Dynamical intelligence is the capacity of a system to sustain its viability over time by adaptively regulating its state through feedback-driven perception, action, and learning within a dynamic environment.

Formulation

A dynamical intelligence is a system $S$ characterized by:

State Space

• A set of internal states $X \subseteq \mathbb{R}^n$.
• The system evolves over time according to dynamics: $\dot x(t) = f\!\bigl(x(t), u(t), e(t)\bigr)$ where $x(t)\in X$, $u(t)$ are actions, and $e(t)$ are environmental inputs.

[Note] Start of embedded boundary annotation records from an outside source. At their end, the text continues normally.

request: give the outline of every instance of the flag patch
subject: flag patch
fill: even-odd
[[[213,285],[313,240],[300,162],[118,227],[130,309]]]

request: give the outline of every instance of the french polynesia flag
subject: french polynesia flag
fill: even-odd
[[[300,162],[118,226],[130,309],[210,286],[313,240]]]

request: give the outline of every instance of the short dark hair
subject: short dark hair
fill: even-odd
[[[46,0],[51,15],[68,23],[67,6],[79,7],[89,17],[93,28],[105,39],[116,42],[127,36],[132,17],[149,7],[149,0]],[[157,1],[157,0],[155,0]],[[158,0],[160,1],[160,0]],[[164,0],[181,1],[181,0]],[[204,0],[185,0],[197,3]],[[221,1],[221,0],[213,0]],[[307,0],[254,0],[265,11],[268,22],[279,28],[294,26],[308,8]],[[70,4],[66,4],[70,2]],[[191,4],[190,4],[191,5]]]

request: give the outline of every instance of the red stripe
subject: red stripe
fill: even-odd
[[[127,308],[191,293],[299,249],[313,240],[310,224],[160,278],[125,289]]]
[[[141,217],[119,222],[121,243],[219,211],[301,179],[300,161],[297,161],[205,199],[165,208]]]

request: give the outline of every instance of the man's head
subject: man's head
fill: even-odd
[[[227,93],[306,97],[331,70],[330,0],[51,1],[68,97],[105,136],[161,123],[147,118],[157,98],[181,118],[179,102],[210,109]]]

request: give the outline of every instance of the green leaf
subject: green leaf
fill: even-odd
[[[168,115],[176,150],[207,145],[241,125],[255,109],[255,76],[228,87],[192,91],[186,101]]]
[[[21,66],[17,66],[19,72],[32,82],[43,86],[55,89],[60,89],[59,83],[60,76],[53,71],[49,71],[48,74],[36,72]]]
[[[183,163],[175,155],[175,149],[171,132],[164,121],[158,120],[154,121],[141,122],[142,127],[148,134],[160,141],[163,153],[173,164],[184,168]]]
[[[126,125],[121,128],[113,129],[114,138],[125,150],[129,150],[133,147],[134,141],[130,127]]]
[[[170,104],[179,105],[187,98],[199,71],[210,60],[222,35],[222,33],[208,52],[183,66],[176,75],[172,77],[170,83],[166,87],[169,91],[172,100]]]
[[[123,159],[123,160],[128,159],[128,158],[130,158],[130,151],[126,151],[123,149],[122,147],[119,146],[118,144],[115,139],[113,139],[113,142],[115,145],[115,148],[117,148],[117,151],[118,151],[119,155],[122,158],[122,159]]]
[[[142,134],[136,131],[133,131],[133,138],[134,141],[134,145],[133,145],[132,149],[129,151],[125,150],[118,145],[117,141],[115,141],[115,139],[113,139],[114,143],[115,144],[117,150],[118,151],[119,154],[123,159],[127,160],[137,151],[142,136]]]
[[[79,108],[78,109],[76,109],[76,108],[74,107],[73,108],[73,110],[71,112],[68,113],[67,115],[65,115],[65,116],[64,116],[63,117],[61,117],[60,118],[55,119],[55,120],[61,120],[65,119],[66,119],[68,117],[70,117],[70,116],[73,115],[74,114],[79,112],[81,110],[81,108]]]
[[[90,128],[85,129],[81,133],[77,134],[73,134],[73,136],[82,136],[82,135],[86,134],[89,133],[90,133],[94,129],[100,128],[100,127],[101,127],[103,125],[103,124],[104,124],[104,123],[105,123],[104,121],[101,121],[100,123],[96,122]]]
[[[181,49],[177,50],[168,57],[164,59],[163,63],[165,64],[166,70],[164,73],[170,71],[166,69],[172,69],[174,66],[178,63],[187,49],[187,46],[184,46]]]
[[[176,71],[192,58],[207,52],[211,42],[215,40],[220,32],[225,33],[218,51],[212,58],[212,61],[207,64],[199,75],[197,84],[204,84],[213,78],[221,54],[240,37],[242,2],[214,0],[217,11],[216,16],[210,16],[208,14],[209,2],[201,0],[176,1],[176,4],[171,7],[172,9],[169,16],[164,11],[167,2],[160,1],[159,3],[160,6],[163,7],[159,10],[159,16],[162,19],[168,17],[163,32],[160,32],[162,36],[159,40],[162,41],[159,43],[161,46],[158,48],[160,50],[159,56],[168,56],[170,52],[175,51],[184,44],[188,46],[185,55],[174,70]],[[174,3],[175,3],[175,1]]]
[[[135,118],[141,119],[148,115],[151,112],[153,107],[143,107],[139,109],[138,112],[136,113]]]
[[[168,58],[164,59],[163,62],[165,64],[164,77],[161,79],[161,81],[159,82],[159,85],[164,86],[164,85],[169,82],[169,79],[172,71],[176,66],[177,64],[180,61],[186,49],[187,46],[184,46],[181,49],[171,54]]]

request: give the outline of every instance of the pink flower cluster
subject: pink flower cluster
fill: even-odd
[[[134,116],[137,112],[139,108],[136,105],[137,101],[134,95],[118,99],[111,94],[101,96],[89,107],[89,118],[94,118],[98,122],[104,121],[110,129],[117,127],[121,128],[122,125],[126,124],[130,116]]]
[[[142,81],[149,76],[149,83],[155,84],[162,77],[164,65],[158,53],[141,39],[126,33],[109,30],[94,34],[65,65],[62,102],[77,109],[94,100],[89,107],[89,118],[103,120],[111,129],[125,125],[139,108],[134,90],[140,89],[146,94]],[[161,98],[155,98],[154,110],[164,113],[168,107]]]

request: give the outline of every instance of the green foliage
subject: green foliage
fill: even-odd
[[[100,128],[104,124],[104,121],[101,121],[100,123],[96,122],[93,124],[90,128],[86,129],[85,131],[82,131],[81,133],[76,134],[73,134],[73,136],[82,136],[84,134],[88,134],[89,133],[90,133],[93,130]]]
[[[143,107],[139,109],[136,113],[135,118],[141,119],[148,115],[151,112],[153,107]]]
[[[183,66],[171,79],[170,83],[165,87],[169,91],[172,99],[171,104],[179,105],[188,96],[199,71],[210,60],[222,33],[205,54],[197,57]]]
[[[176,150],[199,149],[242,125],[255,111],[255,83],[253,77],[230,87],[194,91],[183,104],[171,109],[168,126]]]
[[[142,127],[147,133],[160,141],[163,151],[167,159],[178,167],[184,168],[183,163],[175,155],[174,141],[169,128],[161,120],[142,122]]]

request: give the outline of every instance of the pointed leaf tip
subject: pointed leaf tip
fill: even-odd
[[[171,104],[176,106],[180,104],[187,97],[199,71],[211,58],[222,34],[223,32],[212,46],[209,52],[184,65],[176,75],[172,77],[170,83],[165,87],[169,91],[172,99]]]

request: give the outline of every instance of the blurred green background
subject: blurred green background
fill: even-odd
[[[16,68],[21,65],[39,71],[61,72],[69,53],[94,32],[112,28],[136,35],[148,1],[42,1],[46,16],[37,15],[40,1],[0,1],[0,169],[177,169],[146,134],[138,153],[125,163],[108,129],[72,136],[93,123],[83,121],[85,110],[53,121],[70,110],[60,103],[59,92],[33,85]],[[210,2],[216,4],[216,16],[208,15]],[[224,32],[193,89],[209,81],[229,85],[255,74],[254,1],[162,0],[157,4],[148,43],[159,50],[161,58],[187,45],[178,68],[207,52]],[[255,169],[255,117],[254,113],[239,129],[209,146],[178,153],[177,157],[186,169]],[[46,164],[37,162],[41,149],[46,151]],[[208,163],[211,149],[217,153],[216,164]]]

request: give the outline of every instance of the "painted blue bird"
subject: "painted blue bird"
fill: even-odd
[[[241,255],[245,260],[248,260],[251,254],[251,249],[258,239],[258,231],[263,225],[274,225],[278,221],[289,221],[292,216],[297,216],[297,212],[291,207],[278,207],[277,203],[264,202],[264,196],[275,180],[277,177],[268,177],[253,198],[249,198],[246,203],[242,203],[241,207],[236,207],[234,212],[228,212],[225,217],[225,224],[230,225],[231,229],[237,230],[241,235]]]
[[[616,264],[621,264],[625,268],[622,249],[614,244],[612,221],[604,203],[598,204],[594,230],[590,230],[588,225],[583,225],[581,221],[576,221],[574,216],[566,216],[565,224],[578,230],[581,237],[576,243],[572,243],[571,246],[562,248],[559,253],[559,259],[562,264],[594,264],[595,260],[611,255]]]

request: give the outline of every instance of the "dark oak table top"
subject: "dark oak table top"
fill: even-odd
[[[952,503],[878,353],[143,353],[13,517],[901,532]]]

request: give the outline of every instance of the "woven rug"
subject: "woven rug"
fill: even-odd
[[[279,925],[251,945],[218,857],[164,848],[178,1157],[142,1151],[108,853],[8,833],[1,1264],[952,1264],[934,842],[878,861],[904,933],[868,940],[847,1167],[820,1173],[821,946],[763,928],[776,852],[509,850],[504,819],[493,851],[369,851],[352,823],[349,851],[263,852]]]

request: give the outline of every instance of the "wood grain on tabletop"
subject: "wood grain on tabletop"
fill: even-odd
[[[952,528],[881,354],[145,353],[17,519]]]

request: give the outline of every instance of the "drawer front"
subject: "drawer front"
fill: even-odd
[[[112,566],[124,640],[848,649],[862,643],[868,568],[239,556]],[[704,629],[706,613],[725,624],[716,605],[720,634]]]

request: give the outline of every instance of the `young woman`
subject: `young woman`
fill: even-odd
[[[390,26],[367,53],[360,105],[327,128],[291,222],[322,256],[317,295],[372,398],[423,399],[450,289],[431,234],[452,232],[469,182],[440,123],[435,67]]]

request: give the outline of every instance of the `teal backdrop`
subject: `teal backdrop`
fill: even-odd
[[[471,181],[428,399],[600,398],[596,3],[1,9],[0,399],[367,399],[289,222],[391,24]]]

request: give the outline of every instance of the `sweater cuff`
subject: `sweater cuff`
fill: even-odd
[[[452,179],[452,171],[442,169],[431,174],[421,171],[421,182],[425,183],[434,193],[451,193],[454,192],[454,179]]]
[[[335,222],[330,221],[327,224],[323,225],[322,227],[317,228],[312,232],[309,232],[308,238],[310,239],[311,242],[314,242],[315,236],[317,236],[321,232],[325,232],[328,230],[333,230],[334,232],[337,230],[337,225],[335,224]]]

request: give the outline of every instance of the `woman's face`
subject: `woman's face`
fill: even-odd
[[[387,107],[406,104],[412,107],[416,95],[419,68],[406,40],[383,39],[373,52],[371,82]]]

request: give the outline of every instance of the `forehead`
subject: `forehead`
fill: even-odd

Perception (Information Flow)

• A mapping from environment to internal states: $y(t) = h\!\bigl(x(t), e(t)\bigr)$ giving the system partial, noisy, or uncertain information about the environment.

Action (Regulation)

• A policy or control law that selects actions based on states, observations, or beliefs: $u(t) = \pi\!\bigl(x(t), y(t)\bigr)$

Objective (Criterion)

• The system has an implicit or explicit function it tries to minimize or maximize, e.g.:
  • Control Theory: stability, error minimization.
  • Active Inference: free-energy minimization.
  • Reinforcement Learning: expected cumulative reward.
  • Biological Systems: viability, survival, reproduction.
• Abstractly: $J = \int_0^\infty L\!\bigl(x(t), u(t), e(t)\bigr)\,dt$ where $L$ encodes costs, rewards, or divergences from expectations.
• $L$ encodes the local rate at which the system gains or loses alignment with its objective, given its state, action, and environment at that moment.

Adaptation (Learning/Updating)

• The system modifies parameters $\theta$ of $f, h, \pi$ over time, in response to feedback, to maintain or improve performance: $\theta_{t+1} = \mathcal{U}\!\bigl(\theta_t, x(t), y(t), u(t), e(t)\bigr)$

This update law $\mathcal{U}$ can be Bayesian (belief updating), gradient-based (RL, control), evolutionary (population dynamics), or heuristic.

Closure (Self-Maintenance)

• The system must preserve its operational coherence over time, i.e. remain viable.